Hobbling off with what appeared to be either a crushed pancreas or insomnia, her declarations faded in the distance. Men with cameras and notepads followed shamelessly.
Weeping one moment, snarling the next, the bereaved uncle burst into song over the news.
A lethargic man noted, "he's not so great. I bet I've got a lot more vegetables than he does."
When asked his opinion, the mayor asserted "No sir, I don't like it." He later grunted, "Please don't quote me on that."
Things at the capitol building got heated yesterday as councilman Justin announced his stance on the latest issue: jocks with hypertension living in parked cars.
Councilman Lesser, always outspoken, blurted "I highly recommend we actively pursue this proposal." Councilman Silva, as usual, countered "It has been proposed that we go ahead with these considerations."
Just another day in the political circus of Jasonia.
Lawyers are still debating all ramifications, but should have a decisive conclusion after throngs of test cases.
"What do you expect? He's probably got insomnia" stated Francis Nigel.
In a bright incident last weekend, a paperclip was kissed by carefree capitalist running dog lackeys. Police are concerned there might possibly be more capitalist running dog lackeys in the area and are warning residents to keep their paperclips indoors.
"I hold nobody responsible for this incident," a soap-opera star, and proud owner of the paperclip disclosed today. "The fact that my paperclip was kissed doesn't make me inscrutable.

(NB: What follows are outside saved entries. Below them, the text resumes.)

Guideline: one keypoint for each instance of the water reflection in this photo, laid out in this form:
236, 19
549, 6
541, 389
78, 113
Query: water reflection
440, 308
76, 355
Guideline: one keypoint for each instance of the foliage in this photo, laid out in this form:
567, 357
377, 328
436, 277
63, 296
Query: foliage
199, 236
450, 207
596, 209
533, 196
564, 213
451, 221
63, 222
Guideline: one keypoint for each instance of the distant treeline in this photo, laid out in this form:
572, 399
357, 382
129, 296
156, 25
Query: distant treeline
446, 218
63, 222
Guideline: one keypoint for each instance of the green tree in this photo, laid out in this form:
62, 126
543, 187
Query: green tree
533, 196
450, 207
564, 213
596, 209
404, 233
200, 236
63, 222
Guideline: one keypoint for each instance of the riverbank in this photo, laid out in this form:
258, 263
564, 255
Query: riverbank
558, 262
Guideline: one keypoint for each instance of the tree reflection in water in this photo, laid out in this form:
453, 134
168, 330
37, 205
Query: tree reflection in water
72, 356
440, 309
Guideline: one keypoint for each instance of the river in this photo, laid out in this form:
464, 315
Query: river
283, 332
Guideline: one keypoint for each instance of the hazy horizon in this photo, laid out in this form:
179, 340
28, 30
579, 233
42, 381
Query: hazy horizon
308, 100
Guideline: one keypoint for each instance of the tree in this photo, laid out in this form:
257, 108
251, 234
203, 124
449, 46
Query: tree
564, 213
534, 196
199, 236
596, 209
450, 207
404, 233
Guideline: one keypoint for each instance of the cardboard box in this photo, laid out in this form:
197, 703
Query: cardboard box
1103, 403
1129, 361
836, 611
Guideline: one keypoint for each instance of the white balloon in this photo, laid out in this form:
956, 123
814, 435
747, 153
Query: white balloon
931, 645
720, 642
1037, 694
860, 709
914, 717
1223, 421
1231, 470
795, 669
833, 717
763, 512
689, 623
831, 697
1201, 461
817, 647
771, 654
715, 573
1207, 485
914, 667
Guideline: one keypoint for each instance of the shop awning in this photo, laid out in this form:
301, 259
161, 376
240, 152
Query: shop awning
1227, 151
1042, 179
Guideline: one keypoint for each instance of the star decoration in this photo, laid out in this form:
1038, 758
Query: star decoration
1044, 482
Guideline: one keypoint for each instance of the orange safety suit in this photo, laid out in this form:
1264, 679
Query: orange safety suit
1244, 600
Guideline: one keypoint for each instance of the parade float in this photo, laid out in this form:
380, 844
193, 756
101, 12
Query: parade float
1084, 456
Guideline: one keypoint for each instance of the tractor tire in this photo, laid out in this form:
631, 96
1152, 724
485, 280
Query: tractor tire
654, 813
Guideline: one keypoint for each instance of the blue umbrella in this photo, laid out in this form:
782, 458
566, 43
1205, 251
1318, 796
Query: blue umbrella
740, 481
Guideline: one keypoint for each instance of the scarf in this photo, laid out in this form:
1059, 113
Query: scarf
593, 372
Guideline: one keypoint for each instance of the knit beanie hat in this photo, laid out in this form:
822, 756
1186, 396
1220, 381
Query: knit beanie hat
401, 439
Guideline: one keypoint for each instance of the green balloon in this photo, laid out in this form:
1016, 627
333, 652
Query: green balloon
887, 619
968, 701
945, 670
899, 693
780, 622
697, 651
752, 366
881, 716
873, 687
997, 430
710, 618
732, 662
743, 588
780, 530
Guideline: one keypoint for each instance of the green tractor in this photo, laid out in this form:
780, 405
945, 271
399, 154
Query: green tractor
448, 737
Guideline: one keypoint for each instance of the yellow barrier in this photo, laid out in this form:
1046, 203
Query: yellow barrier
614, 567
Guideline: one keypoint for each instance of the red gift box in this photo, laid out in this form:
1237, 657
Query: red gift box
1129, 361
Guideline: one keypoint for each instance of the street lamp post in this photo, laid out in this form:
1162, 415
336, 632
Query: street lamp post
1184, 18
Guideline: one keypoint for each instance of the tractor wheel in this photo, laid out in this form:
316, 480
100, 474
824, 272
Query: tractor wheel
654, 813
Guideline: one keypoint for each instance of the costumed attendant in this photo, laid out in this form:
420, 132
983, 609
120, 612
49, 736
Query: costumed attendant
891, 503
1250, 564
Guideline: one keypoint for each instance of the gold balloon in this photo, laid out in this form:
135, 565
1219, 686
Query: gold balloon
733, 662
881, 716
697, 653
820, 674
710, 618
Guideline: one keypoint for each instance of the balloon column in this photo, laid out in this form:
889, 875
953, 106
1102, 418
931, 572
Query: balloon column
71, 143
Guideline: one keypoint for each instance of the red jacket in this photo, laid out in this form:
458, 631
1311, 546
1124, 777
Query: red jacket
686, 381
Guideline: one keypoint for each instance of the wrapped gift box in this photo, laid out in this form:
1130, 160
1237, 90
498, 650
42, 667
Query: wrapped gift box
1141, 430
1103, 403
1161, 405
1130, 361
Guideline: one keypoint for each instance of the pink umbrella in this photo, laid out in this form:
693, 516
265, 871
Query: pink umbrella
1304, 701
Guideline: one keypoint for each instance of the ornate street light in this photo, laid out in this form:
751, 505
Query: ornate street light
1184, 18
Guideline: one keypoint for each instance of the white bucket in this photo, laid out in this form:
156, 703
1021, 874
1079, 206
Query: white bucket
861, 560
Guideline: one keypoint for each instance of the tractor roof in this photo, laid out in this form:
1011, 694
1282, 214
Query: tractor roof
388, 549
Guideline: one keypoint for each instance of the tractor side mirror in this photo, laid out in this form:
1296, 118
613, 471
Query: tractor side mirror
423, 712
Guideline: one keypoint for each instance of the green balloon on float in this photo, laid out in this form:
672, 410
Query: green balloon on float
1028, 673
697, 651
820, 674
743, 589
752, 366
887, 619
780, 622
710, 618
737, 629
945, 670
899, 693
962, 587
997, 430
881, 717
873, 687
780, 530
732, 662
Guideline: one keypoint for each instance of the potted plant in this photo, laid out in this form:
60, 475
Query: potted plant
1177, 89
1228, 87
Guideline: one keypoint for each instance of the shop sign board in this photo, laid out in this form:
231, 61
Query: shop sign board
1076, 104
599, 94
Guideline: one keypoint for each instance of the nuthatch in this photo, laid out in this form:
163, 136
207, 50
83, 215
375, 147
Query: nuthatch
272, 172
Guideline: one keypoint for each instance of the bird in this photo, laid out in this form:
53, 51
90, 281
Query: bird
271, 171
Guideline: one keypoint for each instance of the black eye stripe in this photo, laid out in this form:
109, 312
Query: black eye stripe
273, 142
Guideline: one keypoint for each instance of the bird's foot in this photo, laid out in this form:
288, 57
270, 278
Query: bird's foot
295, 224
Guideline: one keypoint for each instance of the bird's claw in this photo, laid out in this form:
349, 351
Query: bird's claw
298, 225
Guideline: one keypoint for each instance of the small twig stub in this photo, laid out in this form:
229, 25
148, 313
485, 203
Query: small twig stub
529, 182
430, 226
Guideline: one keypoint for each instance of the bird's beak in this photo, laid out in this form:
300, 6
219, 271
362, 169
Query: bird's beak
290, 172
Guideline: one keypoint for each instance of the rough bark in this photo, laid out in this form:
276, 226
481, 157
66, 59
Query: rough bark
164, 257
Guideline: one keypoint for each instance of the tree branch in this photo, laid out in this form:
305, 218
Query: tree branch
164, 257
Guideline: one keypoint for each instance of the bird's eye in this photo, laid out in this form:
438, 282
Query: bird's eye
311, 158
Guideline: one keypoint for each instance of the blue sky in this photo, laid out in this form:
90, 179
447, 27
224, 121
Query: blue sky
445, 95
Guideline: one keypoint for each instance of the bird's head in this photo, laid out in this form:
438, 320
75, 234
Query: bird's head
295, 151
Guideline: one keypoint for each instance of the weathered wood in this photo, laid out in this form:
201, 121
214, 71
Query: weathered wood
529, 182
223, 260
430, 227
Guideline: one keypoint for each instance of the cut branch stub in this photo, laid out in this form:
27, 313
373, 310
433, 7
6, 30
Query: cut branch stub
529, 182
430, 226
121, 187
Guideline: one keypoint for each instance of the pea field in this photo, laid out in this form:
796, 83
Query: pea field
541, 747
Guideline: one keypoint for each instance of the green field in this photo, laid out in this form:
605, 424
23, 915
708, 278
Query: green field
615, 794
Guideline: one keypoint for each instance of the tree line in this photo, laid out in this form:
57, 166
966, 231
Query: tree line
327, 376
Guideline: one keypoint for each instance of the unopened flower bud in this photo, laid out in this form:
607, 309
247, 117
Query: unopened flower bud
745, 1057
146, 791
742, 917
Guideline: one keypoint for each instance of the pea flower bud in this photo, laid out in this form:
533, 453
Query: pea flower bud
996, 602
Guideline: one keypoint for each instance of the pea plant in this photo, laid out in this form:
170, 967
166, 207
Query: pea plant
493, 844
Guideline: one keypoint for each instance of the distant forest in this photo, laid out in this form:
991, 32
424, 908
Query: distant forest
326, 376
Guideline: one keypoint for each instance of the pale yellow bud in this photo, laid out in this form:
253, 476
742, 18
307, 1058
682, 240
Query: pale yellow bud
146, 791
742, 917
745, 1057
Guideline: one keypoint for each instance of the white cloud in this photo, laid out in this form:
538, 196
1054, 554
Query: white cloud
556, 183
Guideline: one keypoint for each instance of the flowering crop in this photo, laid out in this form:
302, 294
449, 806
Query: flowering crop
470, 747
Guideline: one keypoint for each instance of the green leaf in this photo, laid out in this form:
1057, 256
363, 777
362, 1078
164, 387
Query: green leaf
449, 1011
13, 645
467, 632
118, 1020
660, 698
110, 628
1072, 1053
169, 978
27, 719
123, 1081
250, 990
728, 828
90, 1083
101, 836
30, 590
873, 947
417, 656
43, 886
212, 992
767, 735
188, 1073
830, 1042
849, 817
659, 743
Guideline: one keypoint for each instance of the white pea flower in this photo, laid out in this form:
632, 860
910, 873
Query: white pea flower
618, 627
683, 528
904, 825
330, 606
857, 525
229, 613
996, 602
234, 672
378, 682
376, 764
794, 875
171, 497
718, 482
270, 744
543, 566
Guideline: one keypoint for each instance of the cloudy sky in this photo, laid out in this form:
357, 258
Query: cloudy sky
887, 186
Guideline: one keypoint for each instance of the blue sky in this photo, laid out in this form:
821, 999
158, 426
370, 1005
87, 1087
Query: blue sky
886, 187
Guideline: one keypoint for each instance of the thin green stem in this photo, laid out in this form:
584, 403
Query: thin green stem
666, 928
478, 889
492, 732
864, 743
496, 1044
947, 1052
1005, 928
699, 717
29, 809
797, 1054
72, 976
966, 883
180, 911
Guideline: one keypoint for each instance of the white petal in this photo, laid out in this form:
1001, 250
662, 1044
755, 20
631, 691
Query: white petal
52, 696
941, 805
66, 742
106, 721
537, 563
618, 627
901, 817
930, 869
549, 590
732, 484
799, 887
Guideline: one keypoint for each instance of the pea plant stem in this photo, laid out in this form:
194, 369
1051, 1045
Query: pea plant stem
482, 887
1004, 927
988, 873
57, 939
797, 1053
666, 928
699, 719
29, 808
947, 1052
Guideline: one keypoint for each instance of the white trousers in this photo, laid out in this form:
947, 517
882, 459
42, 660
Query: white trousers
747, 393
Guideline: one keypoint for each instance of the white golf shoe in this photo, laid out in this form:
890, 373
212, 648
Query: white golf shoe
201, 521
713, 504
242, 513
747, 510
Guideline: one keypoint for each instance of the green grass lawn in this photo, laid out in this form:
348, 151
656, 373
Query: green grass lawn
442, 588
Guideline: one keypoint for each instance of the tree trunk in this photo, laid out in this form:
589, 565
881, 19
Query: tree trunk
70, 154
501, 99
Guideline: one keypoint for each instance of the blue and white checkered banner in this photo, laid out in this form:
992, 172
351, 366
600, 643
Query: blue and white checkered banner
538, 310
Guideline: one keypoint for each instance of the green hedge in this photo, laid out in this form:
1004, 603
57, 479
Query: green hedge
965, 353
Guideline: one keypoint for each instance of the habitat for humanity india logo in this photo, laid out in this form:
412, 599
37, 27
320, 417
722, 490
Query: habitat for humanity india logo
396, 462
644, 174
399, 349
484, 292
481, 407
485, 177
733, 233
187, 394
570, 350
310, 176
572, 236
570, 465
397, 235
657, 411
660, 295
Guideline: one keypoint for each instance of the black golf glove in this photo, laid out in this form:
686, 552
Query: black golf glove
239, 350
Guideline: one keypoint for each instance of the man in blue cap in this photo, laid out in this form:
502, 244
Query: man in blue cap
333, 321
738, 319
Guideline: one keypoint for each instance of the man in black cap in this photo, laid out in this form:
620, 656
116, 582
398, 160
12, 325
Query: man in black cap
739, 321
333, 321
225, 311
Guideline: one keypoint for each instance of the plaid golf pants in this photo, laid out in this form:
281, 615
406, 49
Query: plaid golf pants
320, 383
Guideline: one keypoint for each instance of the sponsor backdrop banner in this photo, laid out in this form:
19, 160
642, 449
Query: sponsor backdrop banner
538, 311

"But what fills me with loathing is that capitalist running dog lackeys were involved. Even then, there's no one to blame. A full moon leads inhabitants to do some crazy things."
An adoring picketer knelt down to kiss Mayor Jason's feet and got kneed in the tooth as the mayor bent to gather fallen speech notes.
An adoring writer knelt down to kiss Mayor Jason's feet and got kneed in the tail-bone as the mayor bent to gather fallen speech notes.
Most Jasonia denizens would find this news overwhelming. But a ninety-one year old woman nervously responded, "Nothing surprises me anymore."
A research team led by the eminent Dr. Silva has invented nuclear power. Alexandria Mayor Utley has presented the professor with the key to the community to celebrate this major event.
Dr. Silva personally denied responsibility and placed the breakthrough on the shoulders of his lab workers, "they did everything. I just had a simple idea."
Alexandria University President Oscar is overjoyed with the fame this event brings to his institution. "With nuclear power to our credit, especially the way it will help our denizens, Alexandria University's attendance will fly off the charts. Hey, our fees could, too. That last part was off the record--you won't print that, will you?"